Pekinger Terror: China steckt uigurischen Regimekritiker lebenslang hinter Gitter

Die Spannungen zwischen Uiguren und Chinesen in der Unruheregion Xinjiang eskalieren. Der Bürgerrechtler Tohti gilt als gemäßigte Stimme der Minderheit. Jetzt kommt er lebenslang ins Gefängnis.

Ürümqi (dpa). In einem ungewöhnlich harschen Urteil ist in China der uigurische Bürgerrechtler Ilham Tohti zu lebenslanger Haft verurteilt worden. Vor dem Hintergrund der Eskalation der Gewalt in der Unruheregion Xinjiang im Nordwesten befand das Mittlere Volksgericht in Ürümqi den renommierten Pekinger Wirtschaftsprofessor des «Separatismus» für schuldig, wie sein Anwalt Li Fangping der Nachrichtenagentur dpa berichtete. Die unerwartet hohe Strafe stieß auf scharfe Kritik internationaler Menschenrechtsgruppen, die von einem «Angriff auf die Gerechtigkeit» sprachen.
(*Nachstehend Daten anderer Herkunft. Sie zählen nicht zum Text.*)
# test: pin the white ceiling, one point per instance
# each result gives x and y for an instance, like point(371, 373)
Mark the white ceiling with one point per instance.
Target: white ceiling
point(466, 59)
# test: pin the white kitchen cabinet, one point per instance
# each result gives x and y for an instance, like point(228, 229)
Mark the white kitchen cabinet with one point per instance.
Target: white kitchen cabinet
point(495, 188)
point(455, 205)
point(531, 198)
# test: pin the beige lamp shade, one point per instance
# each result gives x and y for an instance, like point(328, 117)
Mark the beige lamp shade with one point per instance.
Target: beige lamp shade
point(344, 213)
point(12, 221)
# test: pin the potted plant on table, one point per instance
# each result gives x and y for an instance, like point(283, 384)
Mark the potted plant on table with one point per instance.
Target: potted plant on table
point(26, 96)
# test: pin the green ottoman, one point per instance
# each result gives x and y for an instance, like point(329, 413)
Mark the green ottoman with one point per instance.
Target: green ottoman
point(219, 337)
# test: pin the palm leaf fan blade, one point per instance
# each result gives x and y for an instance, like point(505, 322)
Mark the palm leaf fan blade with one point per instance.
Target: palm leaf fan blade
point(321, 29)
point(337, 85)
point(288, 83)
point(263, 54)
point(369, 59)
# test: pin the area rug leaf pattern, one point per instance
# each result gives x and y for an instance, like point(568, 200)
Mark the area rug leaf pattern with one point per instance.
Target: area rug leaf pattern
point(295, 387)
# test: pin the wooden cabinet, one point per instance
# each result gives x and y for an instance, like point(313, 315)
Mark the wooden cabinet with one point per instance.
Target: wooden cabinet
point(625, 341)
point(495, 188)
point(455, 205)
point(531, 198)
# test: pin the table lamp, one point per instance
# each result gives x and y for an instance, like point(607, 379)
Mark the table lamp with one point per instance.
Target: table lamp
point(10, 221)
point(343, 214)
«Ich weise das entschieden zurück», rief der 44-Jährige nach der Urteilsverkündung empört, als ihn Polizisten aus dem Saal des Gerichts in der Regionshauptstadt brachten. Der Kritiker der Pekinger Minderheitenpolitik gilt als gemäßigte Stimme der muslimischen Uiguren, die Unterdrückung durch die herrschenden Chinesen beklagen. Ursprünglich war eine Haftstrafe bis zu zehn Jahren erwartet worden. «Das kann man nicht hinnehmen», sagte sein Anwalt. «Wir werden auf jeden Fall Berufung gegen das Urteil einlegen.»

Tohti sei unschuldig, beteuerte Li Fangping. «Was er getan hat, liegt völlig im Rahmen der freien Meinungsäußerung.» Schon die Inhaftierung und der zweitägige Prozess vergangene Woche war international auf scharfe Kritik gestoßen. Menschenrechtsgruppen beklagten ein ungerechtes politisches Verfahren, mit dem ein Exempel statuiert werden solle. Angesichts verschärfter Spannungen zwischen Uiguren und Chinesen und einer Serie von Terroranschlägen und Zusammenstößen in Xinjiang greift die Regierung in der Konfliktregion hart durch.

«Es ist ein schändliches Urteil, das keine Grundlage in der Wirklichkeit hat», sagte William Nee von Amnesty International. «Tohti hat friedlich daran gearbeitet, Brücken zwischen den ethnischen Gruppen zu bauen, und wurde dafür mit politisch motivierten Vorwürfen bestraft.» Tohti, der die chinesische Regierung wiederholt für ihren Umgang mit den Uiguren kritisiert hatte, war im Januar in seiner Heimatstadt Peking festgenommen worden, aber im fernen Ürümqi vor Gericht gestellt worden.

Mit Studenten hatte Tohti eine Webseite für die uigurische Minderheit geschaffen. Sieben von ihnen wurden unter ähnlichen Separatismusvorwürfen festgenommen. Wann ihr Prozess stattfinden wird, ist noch unklar. Auch die Menschenrechtsgruppe Chinese Human Rights Defenders (CHRD) verurteilte die «Verfolgung» von Tohti, der nur sein Recht auf freie Meinungsäußerung ausgeübt habe. «Das Gericht hat keine Beweise, um die Separatismus-Anklage zu unterstützen», sagte Renee Xia von CHRD. «Der Prozess war ungerecht.»